When Obama was first elected, I was a hope and change guy, too. I no longer am in part because of what this country revealed itself to be in response to a Black family taking residence inside a White House built by slaves. It was painful watching him across from Cooper diagnosing what ails this nation, explaining why democracies don’t die with one grand punch but rather by a thousand little cuts.
That fateful night that Obama won the presidency in November 2008 seems a lifetime ago. As the election returns dribbled in and it became clear we would be electing the first Black man to lead the most powerful nation on the planet, I decided to drive to Wedgefield Plantation in Georgetown, South Carolina, one of more than 150 rice plantations in its county where enslaved Africans toiled during the height of the antebellum era. I wanted to be with the ancestors, those who endured to make a President Obama possible. I wanted to be the first to let them know how far we had come.
I parked my truck between a rotting slave cabin and a pool house on hundreds of acres of land that were redeveloped into a residential community with a country club and tennis courts and well-manicured golf holes. Obama had shown the world that we were ready to step out of our racist past — not into a post-racial society but something better, stronger, a society in which dark skin would become less of an impediment to the ultimate success, if only just a little. “No more,” I wrote then for The Sun News in Myrtle Beach, South Carolina, about the significance of Obama’s victory, “do we have the luxury of assuming the worst because we are afraid that divided days of yesteryear will mean divided days tomorrow.”
Then came the overt racism, including from members of a mostly white evangelical church I had been attending. Then came Donald Trump using the bigoted birtherism lie to work his way up the ranks of the Republican Party. Then came all-out GOP opposition to Obama’s political agenda — even his efforts to dig us out of what then was the greatest economic downturn since the Great Depression.
Then came the anxiety of White people at the fact a Black man was president. Obama had gone from the Black dude proudly telling us there were no blue states or red states to being perceived as the tip of a demographic spear that was scaring the heck of not a few White Americans because it meant their majority was dwindling.
Still, I hoped. In my professional life, I more confidently took risks that paid off, inspired by Obama’s example. In my personal life, I could tell my kids that the Obamas had nappy-happy hair, too, and were living in the White House. I felt more fully American than I ever had. We’ve drifted so far from those days, Obama told Cooper.
Still, he said: “It’s also important for us to figure out how do we start once again being able to tell a common story about where this country goes.”
I don’t know where to start that process. We are in a period during which not even a literal attempted insurrection on our capital could bring us together. Since January 6, the Republican Party has kept passing new laws designed to restrict the vote of people they’d rather not bother trying to reach and decided that hyper-partisanship was more important than Covid-19 relief for desperate Americans if a Democratic president might get credit. More disturbingly, they’ve continued to spread the lie that the election was stolen from Trump and are so committed to that alternate reality that not even the few longtime Republicans who have spoken the truth can convince them otherwise. To top it off, a Democratic senator from West Virginia is so blinded by his narrow definition of bipartisanship, he’s willing to allow the GOP to undermine democracy itself.
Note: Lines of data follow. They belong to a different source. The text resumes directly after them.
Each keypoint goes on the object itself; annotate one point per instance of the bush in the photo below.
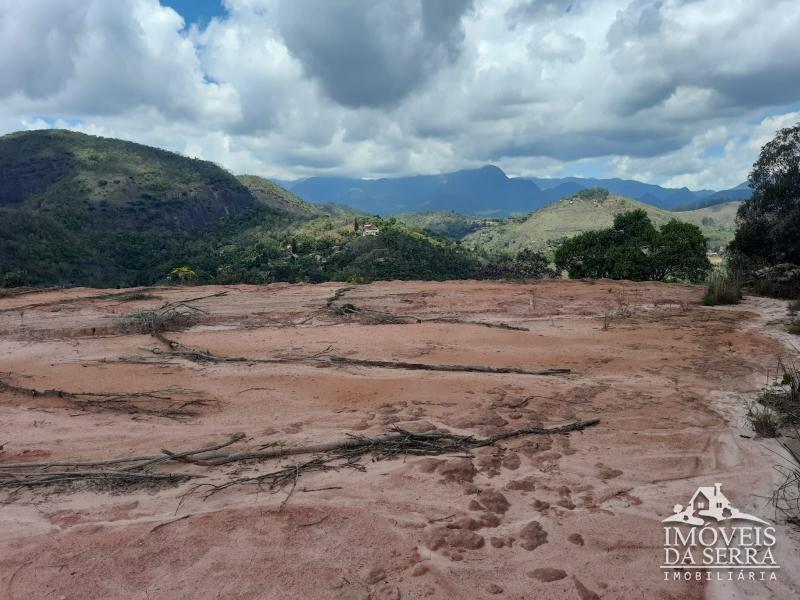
(724, 287)
(780, 281)
(529, 264)
(763, 420)
(779, 404)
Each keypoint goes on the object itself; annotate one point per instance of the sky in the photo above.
(673, 92)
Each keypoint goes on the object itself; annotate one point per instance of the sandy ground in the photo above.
(562, 516)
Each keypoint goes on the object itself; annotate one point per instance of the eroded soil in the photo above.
(560, 516)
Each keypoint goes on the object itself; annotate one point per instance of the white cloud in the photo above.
(664, 91)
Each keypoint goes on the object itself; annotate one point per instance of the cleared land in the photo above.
(573, 515)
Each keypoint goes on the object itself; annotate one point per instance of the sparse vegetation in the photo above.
(781, 398)
(724, 287)
(763, 420)
(767, 242)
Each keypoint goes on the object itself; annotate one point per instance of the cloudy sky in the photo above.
(675, 92)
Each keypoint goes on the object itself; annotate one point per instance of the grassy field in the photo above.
(544, 228)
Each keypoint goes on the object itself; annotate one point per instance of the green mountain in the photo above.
(277, 198)
(85, 210)
(590, 210)
(451, 224)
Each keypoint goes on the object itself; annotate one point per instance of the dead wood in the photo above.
(346, 453)
(378, 317)
(386, 364)
(324, 358)
(396, 441)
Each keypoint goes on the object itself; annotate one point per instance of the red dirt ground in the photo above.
(561, 516)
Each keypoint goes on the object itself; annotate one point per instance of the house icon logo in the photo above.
(708, 503)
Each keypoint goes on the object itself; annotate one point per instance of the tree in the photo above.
(768, 225)
(634, 249)
(679, 253)
(183, 274)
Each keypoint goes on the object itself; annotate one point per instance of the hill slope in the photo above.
(488, 192)
(483, 192)
(84, 210)
(590, 210)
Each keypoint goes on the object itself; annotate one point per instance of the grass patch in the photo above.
(135, 296)
(167, 318)
(764, 421)
(724, 287)
(779, 404)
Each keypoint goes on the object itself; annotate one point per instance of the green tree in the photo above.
(183, 274)
(634, 249)
(529, 264)
(679, 252)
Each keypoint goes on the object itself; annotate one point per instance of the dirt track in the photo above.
(568, 516)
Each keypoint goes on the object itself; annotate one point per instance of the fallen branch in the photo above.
(346, 453)
(433, 443)
(386, 364)
(373, 316)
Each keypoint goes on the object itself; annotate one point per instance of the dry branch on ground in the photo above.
(346, 453)
(325, 358)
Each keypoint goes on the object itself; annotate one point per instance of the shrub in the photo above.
(764, 421)
(724, 287)
(634, 249)
(529, 264)
(781, 281)
(166, 318)
(779, 403)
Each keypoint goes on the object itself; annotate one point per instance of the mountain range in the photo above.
(77, 209)
(489, 192)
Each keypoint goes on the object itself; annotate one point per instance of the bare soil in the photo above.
(559, 516)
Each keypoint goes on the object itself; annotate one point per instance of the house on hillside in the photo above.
(369, 229)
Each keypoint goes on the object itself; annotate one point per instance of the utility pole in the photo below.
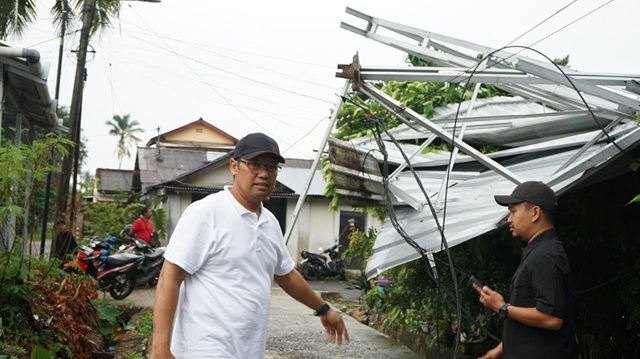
(45, 215)
(75, 113)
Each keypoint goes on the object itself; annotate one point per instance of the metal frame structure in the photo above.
(547, 131)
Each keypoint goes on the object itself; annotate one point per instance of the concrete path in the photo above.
(295, 334)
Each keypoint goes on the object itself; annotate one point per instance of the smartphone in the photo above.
(476, 281)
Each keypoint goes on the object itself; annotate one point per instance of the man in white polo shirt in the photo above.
(221, 261)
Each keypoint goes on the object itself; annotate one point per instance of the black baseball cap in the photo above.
(256, 144)
(533, 192)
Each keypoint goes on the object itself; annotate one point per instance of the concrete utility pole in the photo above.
(75, 112)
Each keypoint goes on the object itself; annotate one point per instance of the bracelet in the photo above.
(322, 311)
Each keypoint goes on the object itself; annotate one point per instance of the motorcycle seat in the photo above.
(120, 259)
(157, 253)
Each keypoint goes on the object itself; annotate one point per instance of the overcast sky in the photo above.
(247, 66)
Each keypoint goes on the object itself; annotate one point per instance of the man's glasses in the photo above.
(256, 167)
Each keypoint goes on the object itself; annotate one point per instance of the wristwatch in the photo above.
(504, 310)
(322, 311)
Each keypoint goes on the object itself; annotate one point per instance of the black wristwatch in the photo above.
(323, 310)
(504, 310)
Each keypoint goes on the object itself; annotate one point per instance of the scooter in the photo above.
(316, 265)
(149, 271)
(116, 274)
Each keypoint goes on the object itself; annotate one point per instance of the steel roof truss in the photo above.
(383, 98)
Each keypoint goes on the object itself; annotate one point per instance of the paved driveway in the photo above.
(295, 334)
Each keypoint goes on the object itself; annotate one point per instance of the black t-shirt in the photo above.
(543, 281)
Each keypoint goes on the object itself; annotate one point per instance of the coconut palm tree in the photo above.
(125, 129)
(17, 15)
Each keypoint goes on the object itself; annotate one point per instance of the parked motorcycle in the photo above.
(115, 273)
(149, 271)
(316, 265)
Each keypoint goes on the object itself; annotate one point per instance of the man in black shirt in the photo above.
(538, 316)
(65, 241)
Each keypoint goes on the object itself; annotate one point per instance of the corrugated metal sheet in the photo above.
(545, 133)
(295, 173)
(112, 181)
(167, 164)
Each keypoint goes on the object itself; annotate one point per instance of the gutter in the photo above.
(32, 56)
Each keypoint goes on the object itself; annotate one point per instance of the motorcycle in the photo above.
(316, 265)
(115, 273)
(149, 271)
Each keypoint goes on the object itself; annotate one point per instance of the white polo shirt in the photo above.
(231, 256)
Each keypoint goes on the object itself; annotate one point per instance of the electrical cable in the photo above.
(542, 22)
(423, 253)
(388, 204)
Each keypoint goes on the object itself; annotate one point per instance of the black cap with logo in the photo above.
(533, 192)
(256, 144)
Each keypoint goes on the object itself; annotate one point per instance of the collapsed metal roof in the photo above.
(545, 131)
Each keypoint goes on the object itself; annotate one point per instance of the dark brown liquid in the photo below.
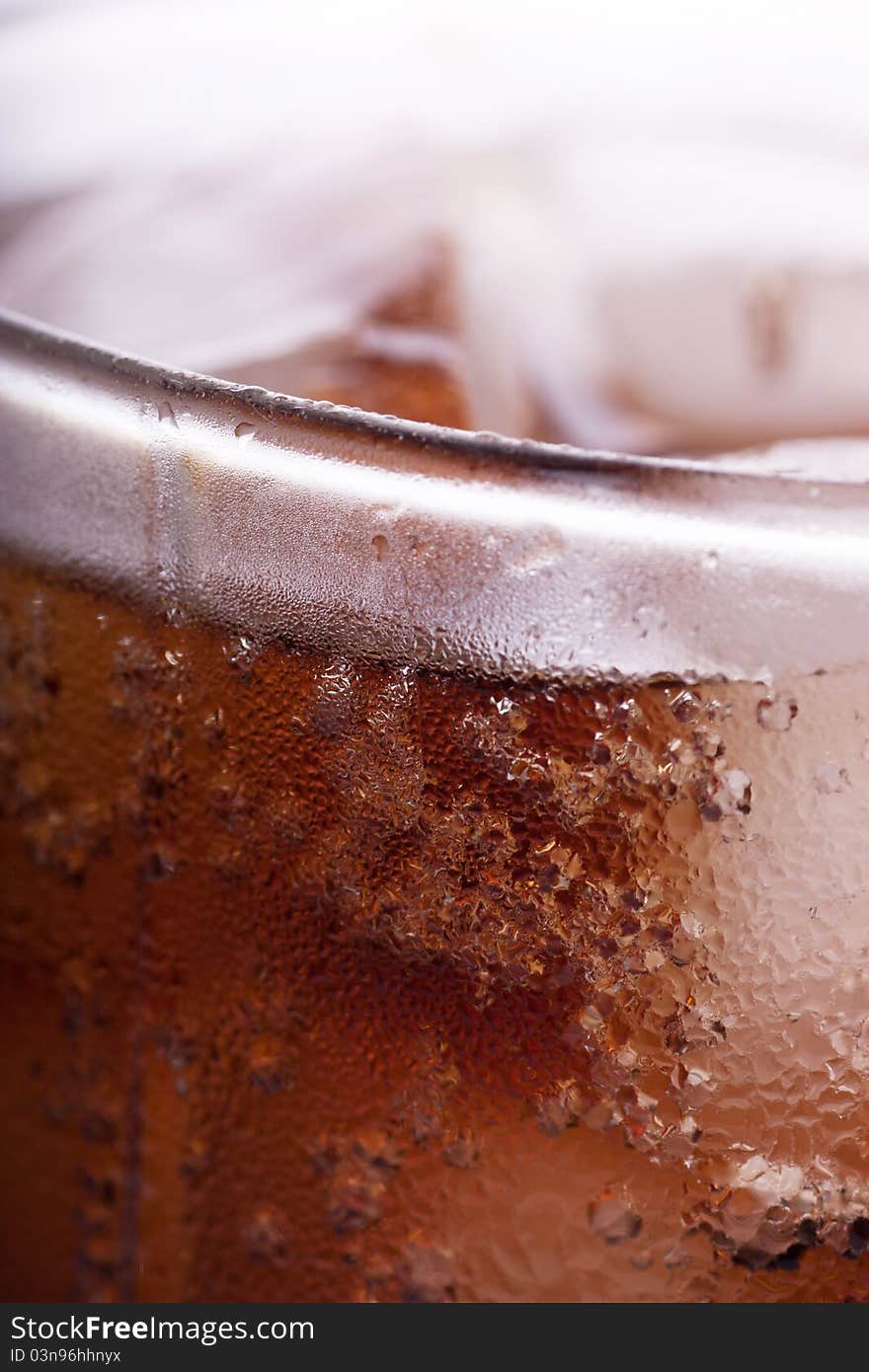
(330, 980)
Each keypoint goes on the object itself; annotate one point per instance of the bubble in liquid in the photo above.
(611, 1220)
(830, 780)
(776, 714)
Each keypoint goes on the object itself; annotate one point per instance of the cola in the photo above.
(433, 859)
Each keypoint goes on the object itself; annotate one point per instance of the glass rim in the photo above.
(382, 538)
(746, 463)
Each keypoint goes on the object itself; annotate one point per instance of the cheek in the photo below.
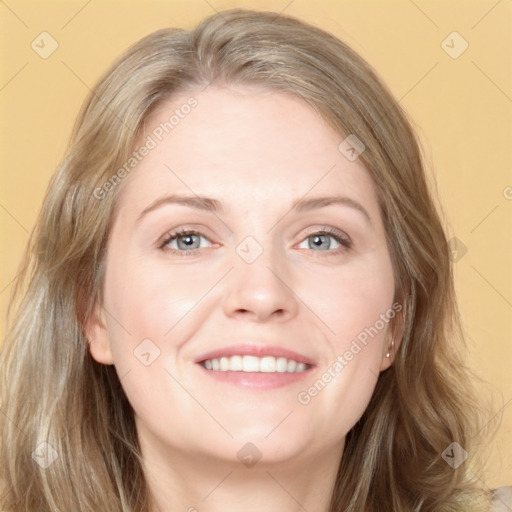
(352, 300)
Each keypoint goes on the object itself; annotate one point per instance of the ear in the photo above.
(97, 336)
(394, 338)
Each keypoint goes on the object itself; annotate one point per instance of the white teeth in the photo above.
(266, 364)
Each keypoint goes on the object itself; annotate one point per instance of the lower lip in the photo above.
(257, 380)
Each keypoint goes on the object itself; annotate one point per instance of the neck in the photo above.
(186, 482)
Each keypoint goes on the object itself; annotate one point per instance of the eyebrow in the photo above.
(213, 205)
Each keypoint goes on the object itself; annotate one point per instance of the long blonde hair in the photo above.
(52, 391)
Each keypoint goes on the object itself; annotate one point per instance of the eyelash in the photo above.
(344, 241)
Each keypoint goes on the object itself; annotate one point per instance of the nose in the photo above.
(260, 290)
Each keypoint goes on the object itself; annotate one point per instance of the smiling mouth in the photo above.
(254, 364)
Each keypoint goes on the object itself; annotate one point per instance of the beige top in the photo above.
(497, 500)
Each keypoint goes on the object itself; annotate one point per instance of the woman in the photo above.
(238, 294)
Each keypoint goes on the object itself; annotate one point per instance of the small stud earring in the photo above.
(391, 349)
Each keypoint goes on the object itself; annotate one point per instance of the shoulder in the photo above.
(501, 499)
(495, 500)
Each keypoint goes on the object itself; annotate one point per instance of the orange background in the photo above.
(461, 107)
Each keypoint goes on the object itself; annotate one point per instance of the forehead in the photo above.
(246, 146)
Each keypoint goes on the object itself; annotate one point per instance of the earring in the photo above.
(391, 349)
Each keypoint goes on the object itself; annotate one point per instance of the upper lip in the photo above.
(254, 350)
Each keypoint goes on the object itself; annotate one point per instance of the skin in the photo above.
(255, 151)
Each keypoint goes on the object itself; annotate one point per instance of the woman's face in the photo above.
(257, 277)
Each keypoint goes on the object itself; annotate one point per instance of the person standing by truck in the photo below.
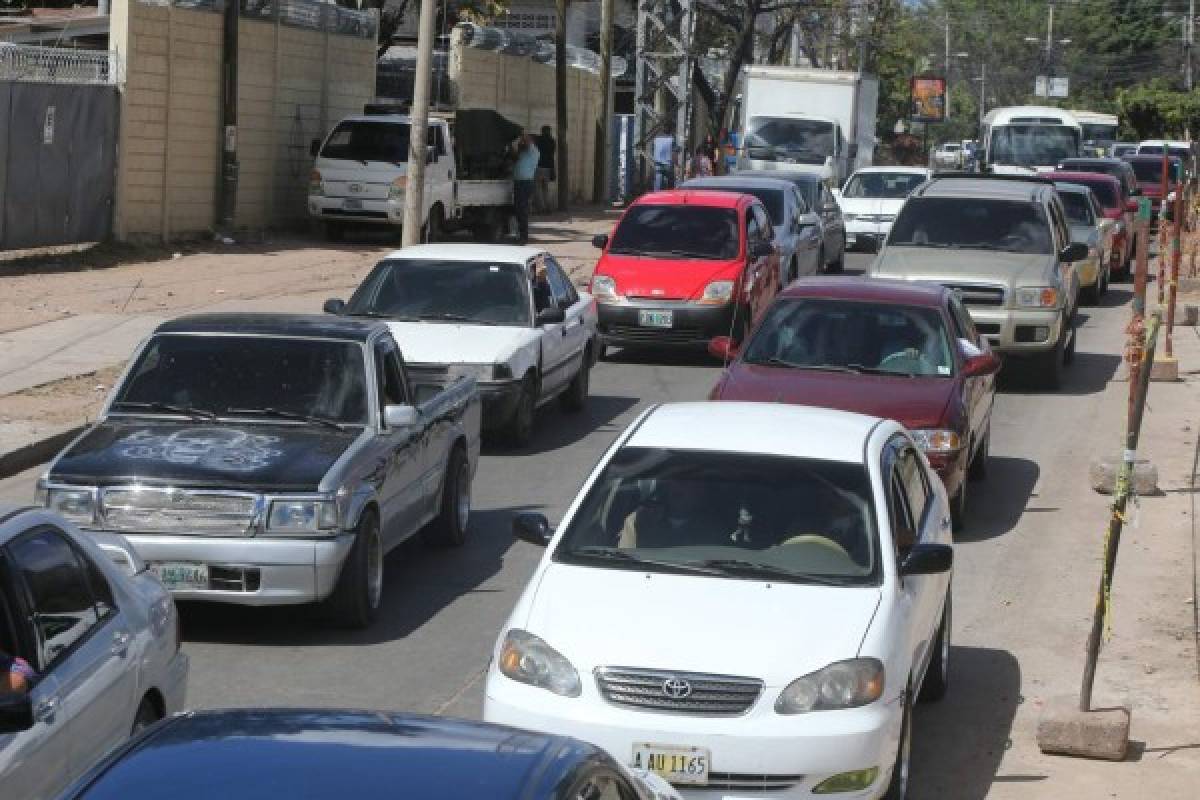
(525, 170)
Our nearly 250-year-old experiment is bleeding to death from a thousand small cuts, not by the bayonet or Russian bomb. And in a real sense, it began the moment the country decided to defy its own racist past to elect a Black man in the form of Obama. That’s why it was so hard to watch him with Cooper maintaining the same calm demeanor he clung to no matter what happened during his eight years in office.
“I didn’t expect that there would be so few people who would say, ‘Well, I don’t mind losing my office because this is too important. America is too important. Our democracy is too important,'” Obama said. “My hope is that the tides will turn. But that does require each of us to understand that this experiment in democracy is not self-executing. It doesn’t happen just automatically. It happens because each successive generation says these values, these truths we hold self-evident, this is important. We’re going to invest in it and sacrifice for it. And we’ll stand up for it, even when it’s not politically convenient.'”
I’m glad Obama is still the hope and change guy. His ability to hold fast to that vision during a time such as this is admirable and should be emulated. It was particularly poignant watching him sitting across from Cooper and a handful of young Black men discussing the importance of education, maturity and fatherhood. It was a reminder for me of what his example once did for me.
“My hope is that the tides will turn,” the former president told Cooper.
This country surprised me before 13 years ago when it did the previously unthinkable. I hope it surprises me again.